As Eugene Leaves to meet the mysterious Stephanie, Beta leads the enormous zombie horde to Alexandria, but he finds it empty.  The Alexandrian survivors have holed up in a nearby hospital.  Beta soon leads the horde there, surrounding the hospital with his dead army.  No matter, though, as the survivors execute a plan to lead the walkers away and eventually over a cliff and into a quarry…just as they have done many times throughout the series.  They’re aided in their mission by the “surprise” return of Maggie (Lauren Cohan).  Incidentally, Cohan had also bailed on the show for an opportunity to star in a series called Whiskey Cavalier, but it was cancelled after its inaugural season.

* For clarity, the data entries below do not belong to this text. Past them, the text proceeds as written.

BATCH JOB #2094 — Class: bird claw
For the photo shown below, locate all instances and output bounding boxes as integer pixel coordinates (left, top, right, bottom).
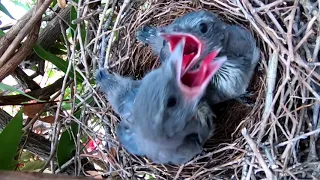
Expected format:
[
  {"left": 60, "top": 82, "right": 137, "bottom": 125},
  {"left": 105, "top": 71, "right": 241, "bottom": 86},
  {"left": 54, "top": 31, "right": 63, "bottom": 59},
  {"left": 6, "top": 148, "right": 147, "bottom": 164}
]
[{"left": 235, "top": 91, "right": 256, "bottom": 107}]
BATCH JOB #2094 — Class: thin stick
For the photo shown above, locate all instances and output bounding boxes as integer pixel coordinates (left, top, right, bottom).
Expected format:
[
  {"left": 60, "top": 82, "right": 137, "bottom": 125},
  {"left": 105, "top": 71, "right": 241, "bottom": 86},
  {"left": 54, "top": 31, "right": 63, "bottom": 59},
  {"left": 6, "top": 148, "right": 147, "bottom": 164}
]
[
  {"left": 104, "top": 0, "right": 131, "bottom": 68},
  {"left": 276, "top": 128, "right": 320, "bottom": 147},
  {"left": 258, "top": 51, "right": 279, "bottom": 142},
  {"left": 241, "top": 128, "right": 274, "bottom": 179}
]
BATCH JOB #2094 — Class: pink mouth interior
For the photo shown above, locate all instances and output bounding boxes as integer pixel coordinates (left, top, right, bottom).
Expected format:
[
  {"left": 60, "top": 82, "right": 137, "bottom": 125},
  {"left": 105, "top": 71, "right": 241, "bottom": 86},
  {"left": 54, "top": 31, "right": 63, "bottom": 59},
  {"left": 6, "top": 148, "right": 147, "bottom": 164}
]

Our survivors’ plan has some tension-ratcheting, plot-making hiccups, but when the smoke clears, Beta has become walker snacks and the horde lay broken at the bottom of the quarry.  The season 10 epilogue depicts Eugene’s group getting captured at gunpoint by a group comprised of what appear to be Star Wars cosplayers in bad stormtrooper costumes.

You may now proceed SPOILER-FREE.

I’ve spent a lot of time over the past five seasons railing on the deteriorating quality of what was once one of my very favorite shows.  I’m admittedly difficult to please.  That’s what makes me okay at whatever it is I’m writing here for you all.  But nonetheless, The Walking Dead has grown objectively less good in recent seasons.

Its trajectory is remarkably like that of Dexter – a dramatic series about a serial killer who kills other serial killers that ran for eight seasons on Showtime and that I also wrote about extensively.  The first half of that series was remarkable.  Frankly, it was way better than any of us had a right to expect it to be.  Then, after the conclusion of its brilliant fourth season, the show’s quality followed Sunday night’s walkers right over a cliff.  The deterioration wasn’t subtle or gradual and its cause wasn’t any one easily identifiable factor, but rather a veritable death by a thousand cuts that involved multiple showrunners, cast issues, and other things that come along with the business of doing a television series.  Dexter’s final four seasons frustrated fans as the series whimpered off into an underwhelming, ungratifying, and incredibly nonsensical oblivion.

As for The Walking Dead, the end is nigh.  After years of star defections, waning ratings, zombie fatigue, and varying degrees of bad execution, AMC finally officialized the proverbial writing on the wall while The Walking Dead was comatose by COVID, announcing that the forthcoming, extra-large eleventh season will be its last in addition to the aforementioned six-episode addendum to season 10 coming early next year.  They also announced three spin-off series coming over the next three years, one of which – The Walking Dead: World Beyond – premiered immediately after Sunday night’s finale and will be its own perhaps ill-advised can of worms.  I’m not convinced that saturating an already dying market with multiple series and movies that relatively few people seem to be clamoring for is the best idea.  We’ll find out.  In any event, the series that started it all will end sooner rather than later.

The tenth season of The Walking Dead wasn’t its worst – not by a long shot – but it also doesn’t belong among the series’ best seasons which were truly great.  The issues that have marred the last four seasons remain – namely the incessant undermining of years of characterization in favor of quick plot-hole fixes – but these issues are easier to accept now that I can feel the warm light at the end of the tunnel.  Stay safe, Horror Fans.